BWC Claims Without a Lawyer

We are all familiar with the old proverb that “a man who is his own lawyer has a fool for a client.” A recent case out of Greene County, Ohio demonstrates how true this is with workers’ compensation claims.

In Amara v. ATK Space Systems the injured worker had a back injury in 2005. His BWC claim was allowed. In 2010 he sought to additionally recognize his claim for the additional condition of “disc herniation L4-5.” When this request was denied, he filed an appeal to the Greene County Court of Common Pleas. He did this all without a lawyer.

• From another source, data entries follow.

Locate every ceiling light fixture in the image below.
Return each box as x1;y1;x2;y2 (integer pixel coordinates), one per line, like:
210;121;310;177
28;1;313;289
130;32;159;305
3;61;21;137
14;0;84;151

His case lingered on until 2013 when he failed to appear for court-ordered mediation or to respond to the Court’s request for an explanation as to why his case should not be dismissed. This was all repeated in 2014. In 2015 he sought to transfer venue to a Michigan U.S. District Court arguing that extensive pre-trial publicity would make it impossible to seat an impartial jury. Again, the Court dismissed his case. The injured worker appealed.

Ohio Revised Code § 4123.512 establishes jurisdiction of the injured workers’ claim in Ohio common pleas court. It is not possible to remove a case to another state. Moreover, since the injured worker’s case was dismissed “without prejudice,” he still retains the ability to refile in Greene County and ultimately have a jury decide its’ outcome…so long as he follows the right procedure.

This case has languished in and out of court for five years. Had the injured worker retained counsel, it is likely that this could have been resolved years ago. Workers’ compensation claims are complicated legal matters. Both the BWC and the employer have lawyers, and so should you.